Synapse Mobility Vulnerability Notification

August 19, 2025

Application: Fujifilm Synapse Mobility versions prior to 8.2

We have become aware of a vulnerability in Fujifilm’s Synapse Mobility application for versions 8.0, 8.0.1, 8.0.2, 8.1, 8.1.1. (It does not apply to versions 8.2 or 9.0). This vulnerability allows an escalation of privileges and requires authenticated user interaction. The result of exercising this vulnerability would allow use of the search function to provide results beyond the intended design of role-based access controls.

Mitigation Options:

• It is recommended to upgrade to the latest version of the product or any version from 8.2 onwards to resolve this issue.
• There is an immediate mitigation available of disabling the search function in the configurator settings. Access to the search function for all users can also be removed by unchecking the “Allow plain text accession number” check box in the security section of the admin interface. This will limit the site to use of the product only via the SecureURL feature.
• Patches have been released which will remediate the vulnerability for software versions 8.0 – 8.1.1.

If needed, please call the Technical Assistance Center for assistance at (800) 272-8465 or 1-888-FUJIMED. For international requests or U.S. backup technical support, please call (203) 602-3580.

For purposes of data privacy and security, it is important to install software updates and patches before end-of-support dates.
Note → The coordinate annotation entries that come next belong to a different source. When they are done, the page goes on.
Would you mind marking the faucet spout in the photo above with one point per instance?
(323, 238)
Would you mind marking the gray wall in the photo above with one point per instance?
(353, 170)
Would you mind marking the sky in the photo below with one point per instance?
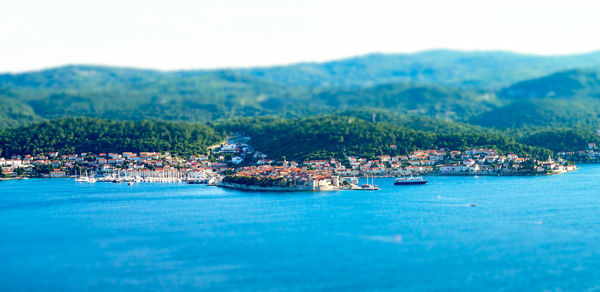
(176, 34)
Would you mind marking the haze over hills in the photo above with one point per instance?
(491, 89)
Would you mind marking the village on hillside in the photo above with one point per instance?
(237, 159)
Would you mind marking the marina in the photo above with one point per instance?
(149, 236)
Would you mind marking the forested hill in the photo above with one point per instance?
(564, 84)
(321, 137)
(76, 135)
(452, 85)
(486, 70)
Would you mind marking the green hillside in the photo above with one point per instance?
(564, 84)
(76, 135)
(321, 137)
(486, 70)
(450, 85)
(580, 112)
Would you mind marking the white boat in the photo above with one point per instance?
(410, 181)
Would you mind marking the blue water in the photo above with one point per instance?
(526, 233)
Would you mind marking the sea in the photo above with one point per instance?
(463, 233)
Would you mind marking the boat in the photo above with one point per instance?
(371, 186)
(400, 181)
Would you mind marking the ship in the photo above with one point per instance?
(409, 181)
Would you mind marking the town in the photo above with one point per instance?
(235, 162)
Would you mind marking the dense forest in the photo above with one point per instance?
(423, 100)
(316, 137)
(338, 136)
(76, 135)
(491, 89)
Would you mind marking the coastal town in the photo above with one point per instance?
(589, 155)
(235, 163)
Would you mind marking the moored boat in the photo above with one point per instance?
(409, 181)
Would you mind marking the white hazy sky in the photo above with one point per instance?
(176, 34)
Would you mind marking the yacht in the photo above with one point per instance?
(412, 180)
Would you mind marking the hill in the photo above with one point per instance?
(580, 112)
(450, 85)
(564, 84)
(76, 135)
(322, 137)
(487, 70)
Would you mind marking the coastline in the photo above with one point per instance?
(254, 188)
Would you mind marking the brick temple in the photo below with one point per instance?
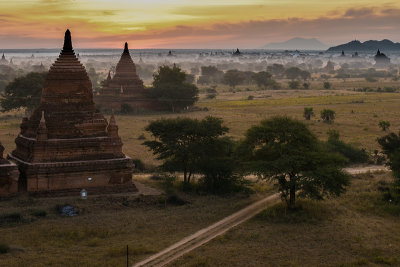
(125, 88)
(67, 143)
(8, 175)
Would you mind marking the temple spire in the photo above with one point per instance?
(41, 134)
(67, 41)
(112, 127)
(126, 50)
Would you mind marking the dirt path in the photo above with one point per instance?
(206, 234)
(365, 169)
Continued use of any software after its end-of-support date increases the risk to the security of the system.

Again, we strongly encourage you to update your Synapse mobility application to the latest available version if they are past their end-of support date. A current description of Synapse Mobility versions and their support lifecycle dates is available on page 24 of the Synapse Mobility 9.0.0 Product Release Notes, available in our customer portal.